Uniform convergence of $f_n$ implies convergence in $\mathcal{L}^1([0,1])$

Question

Let $f_n \in \mathcal{L}^1([0,1])$ for all $n\in \mathbb{N}$ then it follows that $f_n \rightarrow 0$ in $\mathcal{L}^1([0,1])$.

The proof goes as follows: Uniform convergence means i): $||f_n-0||_\infty \rightarrow 0$ and $f_n \rightarrow 0$ in $\mathcal{L}^1([0,1])$ means ii):$\int_0^1|f_n-0|d\lambda \rightarrow 0$.

So $\int_0^1|f_n-0|d\lambda \leq \int_0^1||f_n||_{\infty} d\lambda=||f_n||_\infty=||f_n-0||_\infty$ that confirms that ii) follows from i)

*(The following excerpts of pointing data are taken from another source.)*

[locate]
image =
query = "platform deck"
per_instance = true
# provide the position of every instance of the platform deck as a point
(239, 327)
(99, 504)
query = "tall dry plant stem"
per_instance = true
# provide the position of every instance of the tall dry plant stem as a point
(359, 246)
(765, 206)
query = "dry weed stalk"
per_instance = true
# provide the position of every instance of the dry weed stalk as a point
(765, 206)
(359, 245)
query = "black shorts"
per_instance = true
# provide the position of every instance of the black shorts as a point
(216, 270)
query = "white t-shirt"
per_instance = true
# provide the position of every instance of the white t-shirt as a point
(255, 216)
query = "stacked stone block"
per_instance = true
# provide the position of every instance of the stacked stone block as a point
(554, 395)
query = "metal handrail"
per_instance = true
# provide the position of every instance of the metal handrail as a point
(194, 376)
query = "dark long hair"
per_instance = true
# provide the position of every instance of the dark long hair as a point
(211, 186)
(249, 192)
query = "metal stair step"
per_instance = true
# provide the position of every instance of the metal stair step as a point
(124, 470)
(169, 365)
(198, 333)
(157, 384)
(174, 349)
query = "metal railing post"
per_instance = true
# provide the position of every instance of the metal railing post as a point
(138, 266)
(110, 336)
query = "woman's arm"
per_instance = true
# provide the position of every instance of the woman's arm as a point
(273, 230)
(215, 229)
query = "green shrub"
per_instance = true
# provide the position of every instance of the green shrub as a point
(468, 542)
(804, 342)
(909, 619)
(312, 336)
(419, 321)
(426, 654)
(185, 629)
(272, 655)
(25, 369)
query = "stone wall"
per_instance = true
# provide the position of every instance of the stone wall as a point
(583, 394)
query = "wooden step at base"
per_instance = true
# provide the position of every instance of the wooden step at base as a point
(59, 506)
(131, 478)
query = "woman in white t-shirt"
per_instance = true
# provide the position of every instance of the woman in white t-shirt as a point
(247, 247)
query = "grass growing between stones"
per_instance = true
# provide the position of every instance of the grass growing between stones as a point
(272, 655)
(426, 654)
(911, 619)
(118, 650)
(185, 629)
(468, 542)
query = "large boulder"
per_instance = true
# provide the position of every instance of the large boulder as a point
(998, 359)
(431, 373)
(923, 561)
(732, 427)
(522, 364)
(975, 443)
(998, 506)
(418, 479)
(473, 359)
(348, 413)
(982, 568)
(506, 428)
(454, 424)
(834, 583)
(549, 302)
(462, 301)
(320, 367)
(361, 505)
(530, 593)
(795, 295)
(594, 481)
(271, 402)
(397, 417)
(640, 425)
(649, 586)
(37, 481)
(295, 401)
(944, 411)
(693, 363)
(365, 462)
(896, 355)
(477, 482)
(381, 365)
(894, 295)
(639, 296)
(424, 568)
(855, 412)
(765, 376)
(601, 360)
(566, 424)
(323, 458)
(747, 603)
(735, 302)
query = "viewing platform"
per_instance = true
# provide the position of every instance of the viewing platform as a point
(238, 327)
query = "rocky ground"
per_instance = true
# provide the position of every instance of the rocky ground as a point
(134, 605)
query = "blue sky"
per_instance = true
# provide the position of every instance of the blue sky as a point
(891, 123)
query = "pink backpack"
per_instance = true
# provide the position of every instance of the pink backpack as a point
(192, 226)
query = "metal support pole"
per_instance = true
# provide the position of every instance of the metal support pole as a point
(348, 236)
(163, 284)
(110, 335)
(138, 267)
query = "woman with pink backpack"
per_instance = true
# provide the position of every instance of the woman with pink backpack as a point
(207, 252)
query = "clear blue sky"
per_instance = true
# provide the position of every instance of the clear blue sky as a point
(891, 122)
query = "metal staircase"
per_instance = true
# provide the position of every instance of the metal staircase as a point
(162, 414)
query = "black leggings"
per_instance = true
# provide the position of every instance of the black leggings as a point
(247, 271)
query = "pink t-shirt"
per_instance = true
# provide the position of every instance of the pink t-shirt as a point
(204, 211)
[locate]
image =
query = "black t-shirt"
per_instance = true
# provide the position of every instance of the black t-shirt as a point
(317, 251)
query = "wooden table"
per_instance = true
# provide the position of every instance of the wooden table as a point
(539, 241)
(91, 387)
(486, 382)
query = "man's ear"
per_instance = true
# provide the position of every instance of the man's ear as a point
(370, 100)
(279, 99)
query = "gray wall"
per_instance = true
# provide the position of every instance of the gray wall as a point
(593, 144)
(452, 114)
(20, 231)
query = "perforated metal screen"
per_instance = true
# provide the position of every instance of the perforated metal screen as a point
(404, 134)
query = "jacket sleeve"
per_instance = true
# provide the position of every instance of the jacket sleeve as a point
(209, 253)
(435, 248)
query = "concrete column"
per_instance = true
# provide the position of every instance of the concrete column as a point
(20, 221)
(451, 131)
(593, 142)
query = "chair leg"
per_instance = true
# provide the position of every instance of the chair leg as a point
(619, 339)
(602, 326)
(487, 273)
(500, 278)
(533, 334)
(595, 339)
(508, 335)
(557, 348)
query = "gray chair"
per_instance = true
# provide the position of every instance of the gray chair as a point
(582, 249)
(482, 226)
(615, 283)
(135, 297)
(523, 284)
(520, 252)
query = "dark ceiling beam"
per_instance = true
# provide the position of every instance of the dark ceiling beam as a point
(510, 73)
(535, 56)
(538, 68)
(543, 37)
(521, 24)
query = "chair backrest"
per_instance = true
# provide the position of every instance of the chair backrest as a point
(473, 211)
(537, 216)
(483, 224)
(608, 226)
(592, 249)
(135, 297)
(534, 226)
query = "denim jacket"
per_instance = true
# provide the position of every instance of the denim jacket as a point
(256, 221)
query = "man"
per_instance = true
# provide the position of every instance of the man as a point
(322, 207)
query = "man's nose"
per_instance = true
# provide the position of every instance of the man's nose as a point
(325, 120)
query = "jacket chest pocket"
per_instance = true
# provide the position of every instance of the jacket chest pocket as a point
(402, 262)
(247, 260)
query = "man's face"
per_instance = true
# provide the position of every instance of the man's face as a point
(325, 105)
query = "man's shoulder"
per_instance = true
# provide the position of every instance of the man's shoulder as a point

I am not sure if the equation $\int_0^1||f_n||_{\infty} d\lambda=||f_n||_\infty$ is right, but I don't see another way to proof it. How can I argue that?

Answer 1

For any constant function $k$, $\int_0^1k\,\mathrm d\lambda=k$. So, yes, your argument is correct.

Answer 2

Integral is linear, i.e. $$\int \alpha f d\lambda = \alpha \int f d\lambda$$ for any $\alpha\in\Bbb R$. In your case you also need to use $\int_0^1 1 d\lambda=1$.